Пуритане, как истинные последователи Жана Кальвина, с подозрением относились к детским книжкам, справедливо полагая, что всякие безыдейные зайчики с медвежатами до добра ребёнка не доведут. То ли дело «Знамение для детей» Джеймса Дженвея «о безболезненной и пресветлой кончине многих богоугодных младенцев» да «Священные Эмблемы, или Тленность вещей» Джона Баниана. А в букваре, изданном американскими пуританами, буква «К», например, сопровождалась следующим «милым» стишком: «Ксеркс умер, хоть был он великий царь. Умрешь и ты, и вся прочая тварь»

 

Квакеры.

Улучшение чего-либо – вещь увлекательная. В процессе улучшения выясняется, что и вот эта штука лишняя, и тот рычажок можно выломать-выкинуть… Глядишь, а улучшать-то уже и нечего, объект улучшений кончился (Так, например, улучшили и перестроили Советский Союз. Христианство оказалось всё же покрепче Страны Советов, его окончательно «улучшить» пока не удалось).

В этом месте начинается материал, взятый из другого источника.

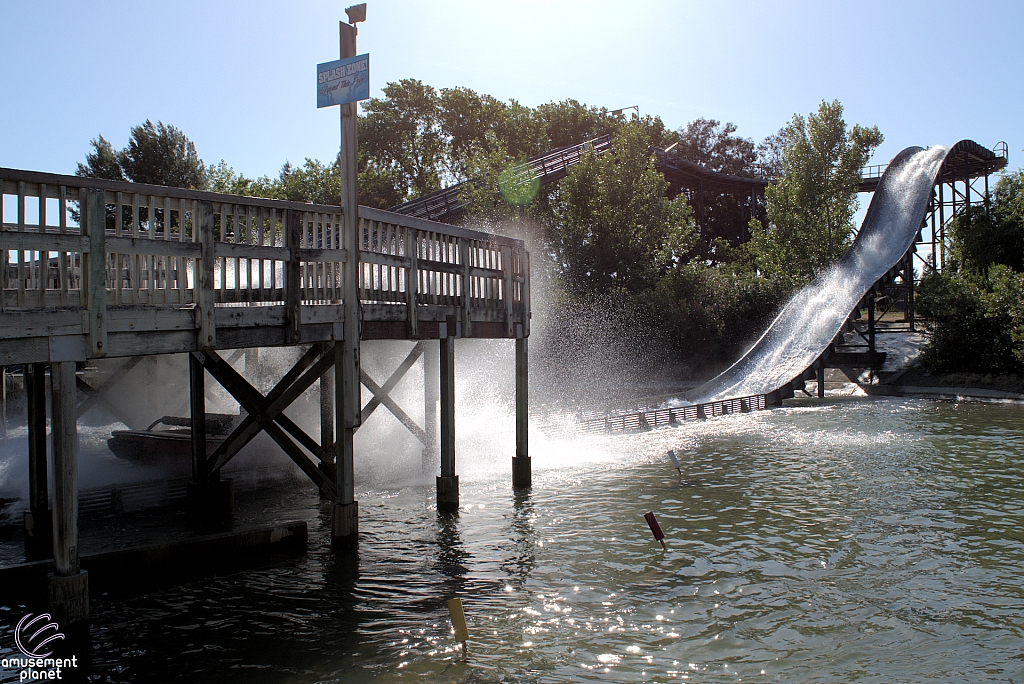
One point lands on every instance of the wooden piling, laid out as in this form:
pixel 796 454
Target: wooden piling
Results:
pixel 348 404
pixel 197 405
pixel 448 482
pixel 68 586
pixel 521 470
pixel 431 373
pixel 38 519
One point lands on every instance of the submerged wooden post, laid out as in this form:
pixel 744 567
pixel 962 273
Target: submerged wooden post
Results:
pixel 68 586
pixel 448 481
pixel 521 470
pixel 327 391
pixel 431 372
pixel 38 519
pixel 208 498
pixel 348 405
pixel 197 407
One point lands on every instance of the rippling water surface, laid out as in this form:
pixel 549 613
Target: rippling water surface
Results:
pixel 872 541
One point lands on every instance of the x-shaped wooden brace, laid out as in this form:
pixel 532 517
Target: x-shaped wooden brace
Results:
pixel 266 413
pixel 381 394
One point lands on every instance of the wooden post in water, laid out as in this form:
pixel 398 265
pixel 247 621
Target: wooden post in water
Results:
pixel 68 586
pixel 328 392
pixel 448 481
pixel 521 470
pixel 431 372
pixel 197 407
pixel 208 498
pixel 345 527
pixel 38 519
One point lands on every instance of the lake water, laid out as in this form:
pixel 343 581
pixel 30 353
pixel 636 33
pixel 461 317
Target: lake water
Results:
pixel 844 540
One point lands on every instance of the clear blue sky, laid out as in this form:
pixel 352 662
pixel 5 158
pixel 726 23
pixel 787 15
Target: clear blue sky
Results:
pixel 239 78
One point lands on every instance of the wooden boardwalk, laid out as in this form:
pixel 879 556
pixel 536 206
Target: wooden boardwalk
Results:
pixel 153 270
pixel 97 269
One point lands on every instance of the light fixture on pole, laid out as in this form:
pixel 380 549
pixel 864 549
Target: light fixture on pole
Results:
pixel 616 113
pixel 356 13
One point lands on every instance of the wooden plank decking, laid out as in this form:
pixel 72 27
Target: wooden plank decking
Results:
pixel 96 268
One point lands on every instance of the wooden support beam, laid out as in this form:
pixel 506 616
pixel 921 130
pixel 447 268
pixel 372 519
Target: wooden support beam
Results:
pixel 348 403
pixel 431 373
pixel 249 428
pixel 35 385
pixel 448 482
pixel 255 404
pixel 327 392
pixel 385 389
pixel 382 398
pixel 65 436
pixel 94 271
pixel 38 519
pixel 197 405
pixel 521 469
pixel 207 335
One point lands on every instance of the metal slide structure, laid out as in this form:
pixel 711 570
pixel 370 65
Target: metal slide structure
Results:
pixel 795 345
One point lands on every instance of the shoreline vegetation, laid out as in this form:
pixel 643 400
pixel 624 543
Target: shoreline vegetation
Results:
pixel 626 285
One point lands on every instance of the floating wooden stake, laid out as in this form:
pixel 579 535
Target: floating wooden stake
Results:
pixel 675 461
pixel 459 623
pixel 654 527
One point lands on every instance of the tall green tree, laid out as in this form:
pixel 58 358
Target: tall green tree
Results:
pixel 810 209
pixel 613 227
pixel 156 154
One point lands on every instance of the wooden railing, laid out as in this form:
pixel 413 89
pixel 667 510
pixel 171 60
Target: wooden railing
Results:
pixel 145 258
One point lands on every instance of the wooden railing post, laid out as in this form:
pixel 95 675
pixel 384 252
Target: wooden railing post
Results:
pixel 466 289
pixel 93 208
pixel 204 294
pixel 293 273
pixel 524 260
pixel 412 281
pixel 507 288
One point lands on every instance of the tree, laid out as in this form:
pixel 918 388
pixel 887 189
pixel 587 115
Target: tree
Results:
pixel 102 162
pixel 991 234
pixel 613 227
pixel 707 141
pixel 158 155
pixel 401 138
pixel 810 208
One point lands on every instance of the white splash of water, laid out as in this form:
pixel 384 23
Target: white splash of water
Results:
pixel 815 315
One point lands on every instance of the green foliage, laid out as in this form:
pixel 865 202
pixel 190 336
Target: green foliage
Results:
pixel 810 209
pixel 158 155
pixel 102 162
pixel 713 314
pixel 971 329
pixel 985 237
pixel 612 226
pixel 977 306
pixel 717 147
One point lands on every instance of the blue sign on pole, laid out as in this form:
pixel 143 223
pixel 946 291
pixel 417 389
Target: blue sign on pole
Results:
pixel 343 81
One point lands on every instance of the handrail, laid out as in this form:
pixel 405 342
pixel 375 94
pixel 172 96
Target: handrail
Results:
pixel 93 257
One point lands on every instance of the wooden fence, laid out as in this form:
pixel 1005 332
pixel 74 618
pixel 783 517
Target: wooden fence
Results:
pixel 84 260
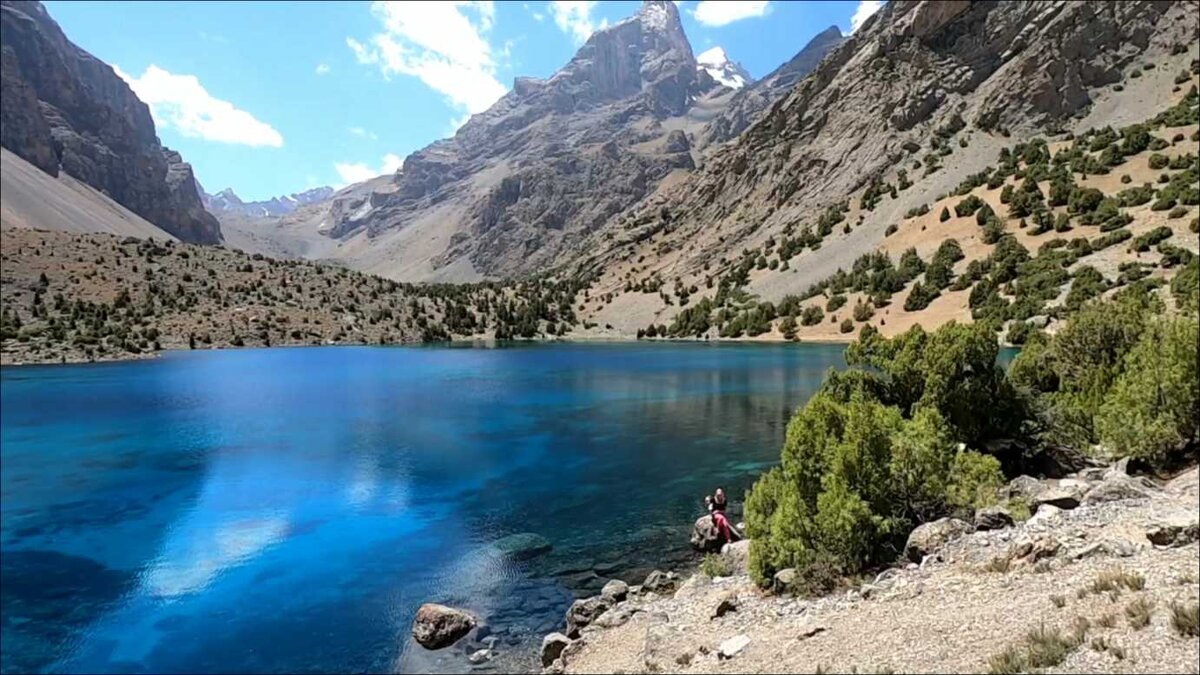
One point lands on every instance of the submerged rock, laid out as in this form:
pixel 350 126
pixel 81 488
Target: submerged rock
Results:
pixel 552 646
pixel 583 611
pixel 993 518
pixel 732 646
pixel 525 545
pixel 438 626
pixel 615 591
pixel 706 537
pixel 1175 533
pixel 659 581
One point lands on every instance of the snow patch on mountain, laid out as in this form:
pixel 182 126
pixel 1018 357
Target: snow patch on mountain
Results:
pixel 718 65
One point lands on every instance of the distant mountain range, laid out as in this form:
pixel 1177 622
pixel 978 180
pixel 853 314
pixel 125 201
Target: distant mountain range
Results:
pixel 227 201
pixel 64 111
pixel 521 185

Мартин Лютер и его ближайшие последователи облущили католицизм до формулы “Sola Scriptura”, «Только по Писанию!», отправив в утиль кроме всего прочего то, что называется «Священным Преданием», т.е. многовековой, ведущий своё начало от апостольских времён, опыт церкви, своего рода эталон, позволяющий различить, какие из возникающих новых идей укладываются в рамки христианского учения, а какие – нет (Яркий пример – Библия. В течение первых трёх веков существования христианства по рукам ходило несметное множество Евангелий, порой путаных и противоречащих друг другу. Опираясь именно на Священное Предание, отцы церкви на Лаодикийском поместном соборе 364 года отделили зёрна от плевел, Карфагенский поместный собор 419 года добавил Откровение Иоанна, и на свет появилось Писание в том виде, в каком его мы знаем теперь. ( Полезно знать историю, на собственном опыте прочувствовал. Очень долго я с искренним уважением относился к тем же пятидесятникам, адвентистам и прочим неопротестантам. А как их не уважать? Они очистили веру от всего наносного и, подобно первым христианам, живут без священников строго по Библии. Уважал, пока во вполне светских трудах по истории Римской империи не выяснил, что у первых христиан священники-то уже были, а вот Библии как раз не было.)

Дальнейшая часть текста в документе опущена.